Wie man bei Goldman Sachs Karriere macht
Das Problem, so Smith, liege darin, dass Goldman Sachs zu sehr in die internationale Finanzwelt integriert sei, um noch lange weiter so handeln zu können.
Smith illustriert das Kultur-Problem, indem er die drei Arten auflistet, wie man bei Goldman Sachs heute Karriere machen kann:
1. Sei gut beim Abholzen (im Original: «execute on the firm's 'axes'»). Konkret: Als erfolgreich gilt ein Goldman-Mann, wenn er die Kunden dazu bringt, in Produkte zu investieren, welche die Bank loswerden will, weil sie im Eigenhandel damit zuwenig verdient.
2. «Jage Elefanten»: Bring die Kunden dazu, jene Produkte zu kaufen, welche Goldman die höchsten Kommissionen einbringen.

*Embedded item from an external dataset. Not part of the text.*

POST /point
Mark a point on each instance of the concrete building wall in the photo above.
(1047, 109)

3. Suche dir einen Sessel, wo dein Job darin besteht, mit illiquiden und undurchsichtigen Produkten zu handeln, deren Name aus drei Buchstaben besteht.
Am Ende benennt Smith nochmals die Absicht hinter seinem Auftitt in der «New York Times»: Es soll ein «wake-up call» sein. «Macht die Kunden wieder zum Fokus Eures Geschäfts», fordert er seine ehemaligen Kollegen auf. «Denn ohne Kunden werdet ihr kein Geld verdienen. Ihr werdet nicht existieren. Schmeisst die moralisch bankrotten Leute raus, ganz gleich, wieviel Geld sie jetzt für die Firma machen.»
• Greg Smith, «Why I am Leaving Goldman Sachs», «New York Times», 14. März 2012.